The New York builder who bought and renovated Katharine Hepburn’s shoreline estate has now turned his sights out to sea.

Wed September 23, 2015 - Northeast Edition
Kenneth Gosselin - Hartford Courant


OLD SAYBROOK, Conn. (AP) The New York builder who bought and renovated Katharine Hepburn’s shoreline estate and then constructed a beach house on the property has now turned his sights out to sea — and the Saybrook Breakwater Light.

Frank J. Sciame Jr. said he is the buyer who placed the high bid of $290,000 in an online auction for the iconic lighthouse that was announced recently — and he plans to restore and renovate it as a guest house for family and friends.

The 129-year-old lighthouse — rendered on some Connecticut motor vehicle license plates — is about a three-minute boat ride from the dock at the Hepburn estate in the Fenwick section of Old Saybrook.

“I’ve been looking at it for over 10 years since I’ve lived at the house,” Sciame said. “It something that everyone sees if you buy a property in the borough of Fenwick. It’s an important part of the seascape.”

Sciame said he does not know how much it will cost to renovate the lighthouse, but the work could easily run into the hundreds of thousands of dollars.

Sciame envisions a wine cellar in the basement, a kitchenette on the second floor, a master bedroom suite on the third floor, one or two bedrooms on the fourth floor, and an outdoor area on the open fifth-floor deck to take advantage of the views.

“The exterior needs a good restoration, the window pediments, doors and windows,” Sciame said. “I’d like to do it right. I do have a love for historic buildings and this is a great historic structure.”

The 48-ft. high, cast-iron structure is listed on the National Register of Historic Places, a designation that would regulate any work done on the structure’s exterior.
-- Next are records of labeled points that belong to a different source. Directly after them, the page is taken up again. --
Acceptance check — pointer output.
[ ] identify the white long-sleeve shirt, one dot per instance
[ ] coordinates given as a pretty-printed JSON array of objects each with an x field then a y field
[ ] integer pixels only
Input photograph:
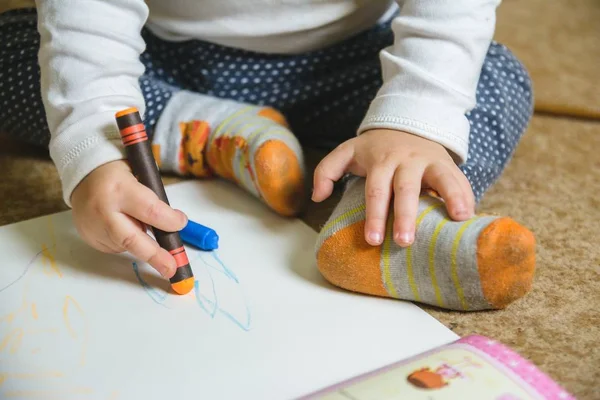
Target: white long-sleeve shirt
[{"x": 90, "y": 65}]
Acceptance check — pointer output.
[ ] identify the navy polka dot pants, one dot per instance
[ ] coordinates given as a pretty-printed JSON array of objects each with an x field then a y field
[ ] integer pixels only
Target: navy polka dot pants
[{"x": 324, "y": 94}]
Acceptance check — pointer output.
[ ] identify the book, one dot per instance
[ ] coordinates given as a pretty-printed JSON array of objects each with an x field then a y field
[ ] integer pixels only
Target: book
[{"x": 473, "y": 367}]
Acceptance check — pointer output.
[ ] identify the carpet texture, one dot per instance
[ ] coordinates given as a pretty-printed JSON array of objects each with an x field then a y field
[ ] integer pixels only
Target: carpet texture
[{"x": 559, "y": 43}]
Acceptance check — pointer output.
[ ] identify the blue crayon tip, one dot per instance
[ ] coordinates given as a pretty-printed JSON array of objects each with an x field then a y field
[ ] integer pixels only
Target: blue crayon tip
[{"x": 199, "y": 236}]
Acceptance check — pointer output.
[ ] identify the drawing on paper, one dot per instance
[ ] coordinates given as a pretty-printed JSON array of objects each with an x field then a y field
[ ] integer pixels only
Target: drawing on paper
[
  {"x": 61, "y": 321},
  {"x": 215, "y": 290}
]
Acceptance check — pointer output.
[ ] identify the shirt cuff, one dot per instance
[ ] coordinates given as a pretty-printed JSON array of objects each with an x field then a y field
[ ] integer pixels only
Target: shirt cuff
[
  {"x": 76, "y": 155},
  {"x": 438, "y": 122}
]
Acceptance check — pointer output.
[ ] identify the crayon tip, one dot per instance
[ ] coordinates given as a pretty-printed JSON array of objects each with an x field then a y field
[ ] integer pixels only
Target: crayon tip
[
  {"x": 211, "y": 241},
  {"x": 183, "y": 287}
]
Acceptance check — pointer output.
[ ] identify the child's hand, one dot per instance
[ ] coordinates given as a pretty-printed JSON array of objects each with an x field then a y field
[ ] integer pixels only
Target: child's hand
[
  {"x": 399, "y": 162},
  {"x": 110, "y": 208}
]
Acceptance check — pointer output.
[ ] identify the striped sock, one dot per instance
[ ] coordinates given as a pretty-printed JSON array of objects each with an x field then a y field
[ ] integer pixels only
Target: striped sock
[
  {"x": 486, "y": 262},
  {"x": 252, "y": 146}
]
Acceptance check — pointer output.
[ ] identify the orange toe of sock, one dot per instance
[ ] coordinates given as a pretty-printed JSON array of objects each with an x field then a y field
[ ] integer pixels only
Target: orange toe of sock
[
  {"x": 280, "y": 177},
  {"x": 346, "y": 260},
  {"x": 506, "y": 261}
]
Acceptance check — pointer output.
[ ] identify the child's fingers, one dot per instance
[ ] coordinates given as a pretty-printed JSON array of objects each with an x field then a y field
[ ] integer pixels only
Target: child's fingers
[
  {"x": 330, "y": 170},
  {"x": 144, "y": 205},
  {"x": 377, "y": 197},
  {"x": 442, "y": 179},
  {"x": 407, "y": 189},
  {"x": 468, "y": 190},
  {"x": 127, "y": 236}
]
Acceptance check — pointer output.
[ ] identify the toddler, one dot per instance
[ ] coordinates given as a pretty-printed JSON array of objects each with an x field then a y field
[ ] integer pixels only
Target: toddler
[{"x": 415, "y": 102}]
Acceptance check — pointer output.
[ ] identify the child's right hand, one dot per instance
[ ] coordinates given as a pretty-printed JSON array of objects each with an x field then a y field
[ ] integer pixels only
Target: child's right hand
[{"x": 110, "y": 208}]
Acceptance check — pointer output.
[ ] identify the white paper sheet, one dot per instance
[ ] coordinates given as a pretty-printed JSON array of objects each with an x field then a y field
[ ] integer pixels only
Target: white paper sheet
[{"x": 263, "y": 323}]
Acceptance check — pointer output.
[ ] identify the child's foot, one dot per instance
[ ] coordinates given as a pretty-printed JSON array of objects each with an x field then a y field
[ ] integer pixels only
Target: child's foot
[
  {"x": 249, "y": 145},
  {"x": 484, "y": 263}
]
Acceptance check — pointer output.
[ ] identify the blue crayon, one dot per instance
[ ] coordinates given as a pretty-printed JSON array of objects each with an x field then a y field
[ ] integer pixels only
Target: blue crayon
[{"x": 199, "y": 236}]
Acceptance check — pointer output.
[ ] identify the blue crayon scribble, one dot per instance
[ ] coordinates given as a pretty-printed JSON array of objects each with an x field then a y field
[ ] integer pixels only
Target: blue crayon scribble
[
  {"x": 222, "y": 268},
  {"x": 200, "y": 297},
  {"x": 152, "y": 292},
  {"x": 29, "y": 264},
  {"x": 210, "y": 307}
]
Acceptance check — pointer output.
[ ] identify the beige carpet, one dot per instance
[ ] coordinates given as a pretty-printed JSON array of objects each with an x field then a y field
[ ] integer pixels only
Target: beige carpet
[
  {"x": 551, "y": 186},
  {"x": 559, "y": 43}
]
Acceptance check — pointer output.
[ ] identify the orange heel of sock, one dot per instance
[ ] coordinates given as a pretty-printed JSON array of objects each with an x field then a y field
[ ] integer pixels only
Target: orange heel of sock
[
  {"x": 279, "y": 177},
  {"x": 506, "y": 261}
]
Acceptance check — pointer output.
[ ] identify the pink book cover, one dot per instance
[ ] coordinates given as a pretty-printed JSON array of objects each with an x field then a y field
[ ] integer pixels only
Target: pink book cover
[{"x": 474, "y": 367}]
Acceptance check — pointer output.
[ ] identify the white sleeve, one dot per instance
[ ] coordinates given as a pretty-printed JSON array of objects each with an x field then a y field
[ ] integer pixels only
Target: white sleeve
[
  {"x": 90, "y": 66},
  {"x": 431, "y": 71}
]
The lighthouse remains a functioning beacon, including its fog horn, even under private ownership.

The federal government’s General Services Administration, which oversees the sale of lighthouses for the Coast Guard, said it expects to formally award the lighthouse — also known as the Saybrook Outer Light — to Sciame soon, pending final review of the bid. Sciame is then required to negotiate a lease with the state for the submerged lands under the lighthouse.

Sciame said he hopes to close the purchase early next year.

Sciame has had a connection to Fenwick for a decade. In 2004, he and his wife, Barbara, purchased the Hepburn property for $6 million, a year after the actress’s death. The couple subdivided the 3.5-acre property into three lots and pursued an extensive, top-to-bottom renovation of Hepburn’s house.

Earlier this year, the Sciames completed the construction of a 3,800-sq.-ft. beach house on the lot east of the main house.

The main house has been on and off the market for several years, last listed for $14.8 million. Recently, the Sciames decided to keep the 8,500-sq.-ft. main house, which they had used as a summer home, and the lot to the west. Originally, they had intended to keep only the beach house, but they are now listing it at $6.8 million.

Sciame’s ownership of the storied property has not been without controversy. He battled with the borough over the height of granite posts marking the entrance to the driveway off Mohegan Avenue. Sciame also won a $2.2 million jury award against a title insurance company over access to the property.

The price Sciame agreed to pay is less than the $340,000 bid in a 2013 auction for the same lighthouse. That deal fell through when a lease with the state for the land under the lighthouse couldn’t be negotiated. Since then, the state legislature enacted a law to clearly outline the path for such negotiations.

Just two of the state’s 20 lighthouses — Morgan Point in the Noank section of Groton and Stamford Harbor Light — are in the hands of private property owners.